The station was attacking Boston potholes again and their humor announcer, who was as funny as prickly heat, was holding a special summer pothole contest that used up five minutes of air time every night. The whole station was like the Titanic where the band played as the ship went down. A New York firm gave them the snappiest theme song in the country and the station provided the downright stupidest coverage of everything.

Dr. Sheila Feinberg was upstairs under the lights of a rival television station. The announcer waited for them to finish their interview. He felt suddenly very protective of this woman even though she was a scientist. She looked so out of place, sitting there under his channel's lights, waiting for a question. Like the plain, studious girls in school that you just knew would have to settle for some drip of a husband or never get married at all.

Dr. Feinberg, thirty-eight, had a strong, manly nose and a pinched, desperate sort of face, like an overworked accountant who had suddenly forgotten a key set of books and was about to lose a client over it.

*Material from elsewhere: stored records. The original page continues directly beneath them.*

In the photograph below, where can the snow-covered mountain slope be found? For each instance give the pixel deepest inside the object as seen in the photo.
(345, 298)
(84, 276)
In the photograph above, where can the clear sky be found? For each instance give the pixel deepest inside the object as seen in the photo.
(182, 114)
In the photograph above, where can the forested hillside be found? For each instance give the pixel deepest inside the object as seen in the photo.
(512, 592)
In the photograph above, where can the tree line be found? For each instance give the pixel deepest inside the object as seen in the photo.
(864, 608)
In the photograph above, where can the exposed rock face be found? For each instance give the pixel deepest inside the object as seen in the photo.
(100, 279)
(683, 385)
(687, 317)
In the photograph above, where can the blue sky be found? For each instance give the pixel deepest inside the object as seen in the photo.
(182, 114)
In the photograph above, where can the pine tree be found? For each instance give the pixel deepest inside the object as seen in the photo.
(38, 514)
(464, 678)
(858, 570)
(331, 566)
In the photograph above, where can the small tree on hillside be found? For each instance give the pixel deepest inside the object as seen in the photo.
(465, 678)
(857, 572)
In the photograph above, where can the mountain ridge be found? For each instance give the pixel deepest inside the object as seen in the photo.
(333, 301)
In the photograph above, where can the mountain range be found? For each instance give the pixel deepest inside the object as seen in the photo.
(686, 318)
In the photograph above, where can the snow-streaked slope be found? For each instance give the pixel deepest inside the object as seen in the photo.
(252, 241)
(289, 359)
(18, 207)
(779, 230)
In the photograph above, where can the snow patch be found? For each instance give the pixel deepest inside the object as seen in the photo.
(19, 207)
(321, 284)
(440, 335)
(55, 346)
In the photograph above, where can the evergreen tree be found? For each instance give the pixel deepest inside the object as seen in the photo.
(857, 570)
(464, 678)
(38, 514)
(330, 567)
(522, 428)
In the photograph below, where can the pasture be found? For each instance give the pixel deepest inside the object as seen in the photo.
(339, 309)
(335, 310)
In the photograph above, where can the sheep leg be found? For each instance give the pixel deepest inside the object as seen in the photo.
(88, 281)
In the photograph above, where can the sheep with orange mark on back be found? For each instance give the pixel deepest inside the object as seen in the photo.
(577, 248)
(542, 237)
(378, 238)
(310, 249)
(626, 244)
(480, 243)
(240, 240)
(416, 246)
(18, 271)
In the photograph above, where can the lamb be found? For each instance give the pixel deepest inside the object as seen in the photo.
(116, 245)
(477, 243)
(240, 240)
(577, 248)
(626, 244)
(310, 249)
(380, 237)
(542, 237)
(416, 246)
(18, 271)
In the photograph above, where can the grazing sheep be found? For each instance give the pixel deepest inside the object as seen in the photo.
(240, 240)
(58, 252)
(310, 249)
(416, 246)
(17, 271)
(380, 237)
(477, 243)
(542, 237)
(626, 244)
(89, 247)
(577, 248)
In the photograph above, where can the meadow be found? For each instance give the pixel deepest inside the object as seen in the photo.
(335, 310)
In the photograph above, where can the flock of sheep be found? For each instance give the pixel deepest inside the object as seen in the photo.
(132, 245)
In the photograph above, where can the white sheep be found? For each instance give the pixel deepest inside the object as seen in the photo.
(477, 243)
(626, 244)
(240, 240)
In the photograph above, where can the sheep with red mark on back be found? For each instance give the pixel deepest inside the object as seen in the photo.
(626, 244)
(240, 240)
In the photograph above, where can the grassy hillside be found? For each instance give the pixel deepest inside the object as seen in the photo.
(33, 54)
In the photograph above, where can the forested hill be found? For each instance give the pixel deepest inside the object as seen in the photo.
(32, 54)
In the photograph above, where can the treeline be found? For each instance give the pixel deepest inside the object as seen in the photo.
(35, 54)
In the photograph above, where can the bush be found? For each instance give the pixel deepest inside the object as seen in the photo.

She wore a loose, puffy, white blouse, which hid the absence of womanly roundness on her chest, and she had a skinny waist and wide hips under a dark-blue, flannel skirt. She wore plain black shoes with low heals. A desperate cameo brooch on the blouse proclaimed that she was a woman and had a right to wear such a thing, but it seemed as out of place as her new hairdo. It was a pert short cut, similar to one made famous by an ice skater, but on the ice skater it emphasized a cutesy-poo face. On Dr. Feinberg, it looked like a Christmas tree atop a tank turret-a desperately inappropriate piece of gaiety.

Softly, the announcer asked her to explain the demonstration and what she was doing. He also told her that it might be better if she didn't pick at her fingernails when she talked.